Previous efforts from Califone have demonstrated a similar propensity for unusual textures. With their jangling, pulsing, and ringing rhythms, the band continually searches for ways to enrich its core folksy-blues sound. As much as their last release, Quicksand/Cradlesnakes, represents a culmination of the band’s mingling of traditional blues with varied instrumentation and progressive electronic techniques (loops, sequences, etc.), Heron King Blues takes the most abstract moments of Quicksand and dwells on them.
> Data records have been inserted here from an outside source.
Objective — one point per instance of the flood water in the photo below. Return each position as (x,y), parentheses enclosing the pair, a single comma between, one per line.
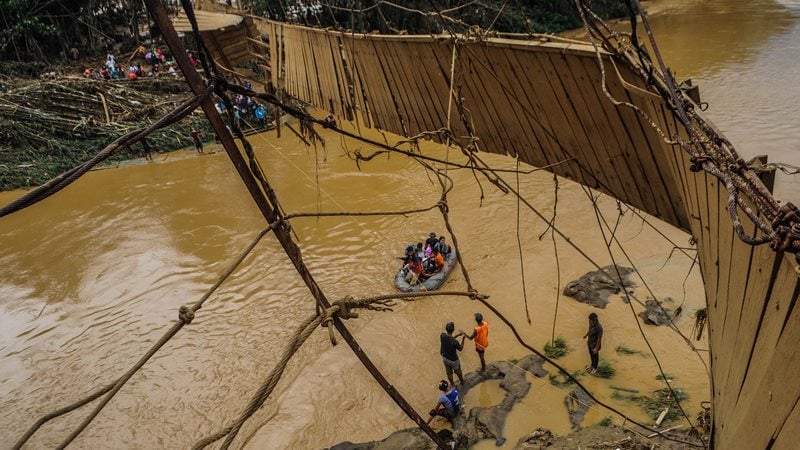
(95,275)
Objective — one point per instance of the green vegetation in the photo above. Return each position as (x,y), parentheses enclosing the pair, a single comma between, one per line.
(556,349)
(561,380)
(654,404)
(622,350)
(605,370)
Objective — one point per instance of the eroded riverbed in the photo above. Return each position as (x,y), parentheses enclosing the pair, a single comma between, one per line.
(95,275)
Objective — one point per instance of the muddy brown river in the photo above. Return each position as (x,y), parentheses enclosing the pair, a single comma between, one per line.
(93,276)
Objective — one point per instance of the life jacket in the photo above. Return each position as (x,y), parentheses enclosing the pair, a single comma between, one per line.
(482,336)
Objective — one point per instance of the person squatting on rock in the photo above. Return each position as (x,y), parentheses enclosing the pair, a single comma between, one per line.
(449,350)
(481,336)
(448,404)
(595,335)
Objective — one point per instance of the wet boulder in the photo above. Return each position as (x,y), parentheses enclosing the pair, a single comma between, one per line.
(577,403)
(595,287)
(656,313)
(540,438)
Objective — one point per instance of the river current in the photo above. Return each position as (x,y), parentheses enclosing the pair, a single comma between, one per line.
(93,276)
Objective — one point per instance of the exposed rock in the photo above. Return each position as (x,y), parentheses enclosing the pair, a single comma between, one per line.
(595,287)
(656,314)
(411,439)
(540,438)
(482,422)
(577,402)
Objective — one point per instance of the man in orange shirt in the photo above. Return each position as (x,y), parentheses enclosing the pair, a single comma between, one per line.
(481,337)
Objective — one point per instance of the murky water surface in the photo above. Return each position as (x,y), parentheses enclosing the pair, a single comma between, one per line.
(92,277)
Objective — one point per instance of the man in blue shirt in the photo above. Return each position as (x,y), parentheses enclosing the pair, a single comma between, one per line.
(447,405)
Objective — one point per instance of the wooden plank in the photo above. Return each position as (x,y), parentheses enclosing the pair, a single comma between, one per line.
(667,196)
(730,292)
(563,138)
(769,392)
(413,97)
(503,99)
(531,107)
(484,115)
(395,89)
(597,125)
(376,84)
(325,79)
(620,160)
(786,436)
(342,84)
(532,150)
(435,98)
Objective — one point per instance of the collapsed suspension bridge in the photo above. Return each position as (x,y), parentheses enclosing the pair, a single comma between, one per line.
(602,114)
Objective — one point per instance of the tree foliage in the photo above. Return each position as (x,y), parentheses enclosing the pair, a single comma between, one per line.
(44,29)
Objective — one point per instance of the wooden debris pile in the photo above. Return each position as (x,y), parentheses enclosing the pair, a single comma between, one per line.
(48,126)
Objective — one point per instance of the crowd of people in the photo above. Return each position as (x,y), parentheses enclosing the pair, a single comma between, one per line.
(245,108)
(448,405)
(424,260)
(156,62)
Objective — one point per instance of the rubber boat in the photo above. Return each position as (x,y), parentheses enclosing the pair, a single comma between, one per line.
(431,283)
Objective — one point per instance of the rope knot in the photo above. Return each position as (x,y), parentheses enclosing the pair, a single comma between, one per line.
(697,162)
(185,315)
(787,215)
(329,122)
(786,239)
(346,307)
(474,295)
(327,321)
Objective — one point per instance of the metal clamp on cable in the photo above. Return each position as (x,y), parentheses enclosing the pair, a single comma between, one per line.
(697,162)
(327,322)
(185,315)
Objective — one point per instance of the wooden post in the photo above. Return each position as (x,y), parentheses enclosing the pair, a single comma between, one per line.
(268,209)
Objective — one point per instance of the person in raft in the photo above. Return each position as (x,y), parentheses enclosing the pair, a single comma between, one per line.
(594,342)
(481,336)
(198,144)
(447,405)
(449,349)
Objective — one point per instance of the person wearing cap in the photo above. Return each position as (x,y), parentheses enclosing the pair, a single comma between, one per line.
(443,248)
(448,404)
(449,349)
(594,342)
(481,336)
(431,241)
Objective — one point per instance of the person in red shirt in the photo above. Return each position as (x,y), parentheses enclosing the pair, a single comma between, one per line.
(413,270)
(481,336)
(439,260)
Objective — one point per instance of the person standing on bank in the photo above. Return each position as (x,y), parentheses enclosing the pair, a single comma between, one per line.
(481,337)
(449,350)
(595,335)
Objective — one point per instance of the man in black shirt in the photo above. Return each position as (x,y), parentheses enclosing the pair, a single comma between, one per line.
(449,350)
(595,335)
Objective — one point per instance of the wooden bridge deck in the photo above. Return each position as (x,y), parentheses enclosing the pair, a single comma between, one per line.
(544,101)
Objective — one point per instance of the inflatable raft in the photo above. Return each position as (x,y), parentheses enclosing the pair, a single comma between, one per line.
(431,283)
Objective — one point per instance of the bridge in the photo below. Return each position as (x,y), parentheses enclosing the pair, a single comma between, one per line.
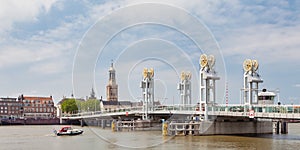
(255,115)
(291,112)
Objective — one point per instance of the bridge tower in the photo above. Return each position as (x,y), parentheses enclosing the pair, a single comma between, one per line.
(185,88)
(208,77)
(147,86)
(251,81)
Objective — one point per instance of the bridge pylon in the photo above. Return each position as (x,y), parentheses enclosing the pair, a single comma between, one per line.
(251,81)
(185,88)
(147,86)
(208,77)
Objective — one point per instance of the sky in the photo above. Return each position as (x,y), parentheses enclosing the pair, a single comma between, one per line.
(57,48)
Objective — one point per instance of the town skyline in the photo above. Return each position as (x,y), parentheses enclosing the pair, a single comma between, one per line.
(40,42)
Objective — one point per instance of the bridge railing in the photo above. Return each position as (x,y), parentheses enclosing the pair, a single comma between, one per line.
(139,109)
(265,109)
(259,108)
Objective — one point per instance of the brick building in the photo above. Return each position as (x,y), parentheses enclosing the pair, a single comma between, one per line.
(38,107)
(10,108)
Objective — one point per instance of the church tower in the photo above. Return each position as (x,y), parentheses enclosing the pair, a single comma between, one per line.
(112,87)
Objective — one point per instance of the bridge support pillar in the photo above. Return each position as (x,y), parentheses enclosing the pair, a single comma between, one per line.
(81,122)
(208,77)
(103,123)
(277,127)
(284,127)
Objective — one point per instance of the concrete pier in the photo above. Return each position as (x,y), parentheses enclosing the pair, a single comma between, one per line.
(220,126)
(281,127)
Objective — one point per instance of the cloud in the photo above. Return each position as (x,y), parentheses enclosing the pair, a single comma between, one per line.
(15,11)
In some ways, Heron King is an extended meditation on the seven-minute epic “Horoscopic.Amupation.Honey” in addition to the brief, experimental interludes on Quicksand.

The songs of Heron King, like the aforementioned Quicksand track, paradoxically capture a simultaneously sparse and thick sound. Despite the high-density of musical events — electronic fills, organ elaborations, and guitar flutters — Califone retains a stripped down aesthetic. Only at well-timed moments does the woven texture explode in multilayered bouts.

“Trick Bird” provides one of the primary examples of this particular Califone phenomenon. The track begins with a softly repeating electronic drum line, which is soon complicated by a sputtering guitar, plucked violin, and the breathy vocals of founder Tim Rutili. As the song progresses, more rhythmic loops are added as well as an increasing number of instruments, and the batter thickens but with each ingredient holding its integrity. Finally, after rising and falling a number of times, “Trick Bird” suddenly but not surprisingly combusts when all of the parts clamor in unison.

The album’s title track functions similarly but on a larger scale. It’s a fifteen-minute opus replete with jagged blues riffs in addition to the layered but spacious ambiance. By its end, “Heron King Blues ” has cycled through a complex set of movements, characterized by an insatiable combination of steel drum, slide bass, and touches of banjo.

While most of Califone’s tracks follow the trajectory of “Trick Bird” and “Heron King Blues,” “2 Sisters Drunk on Each Other” takes a path of its own. A slinky funk number, the song evokes the collaboration of David Byrne and Brian Eno, My Life in the Bush of Ghosts. A simple drum machine stomps off, as slap bass, horns, guitar loops, and over-dubbed vocals are added together with an emphasis on each part punctuating another. For most of its duration, the song seems to be lurking, but once it gains enough momentum to reach its superfly funk strut, the track hits its high and fades away as mischievously as it came.

Califone has created an album full of contradictions. It is at once subtle and overwhelming, antiquated and futuristic. These contrary qualities unfold on a masterful timetable aimed to make room for all the paradoxes. And like all worthy records, eventually it simply stops making sense.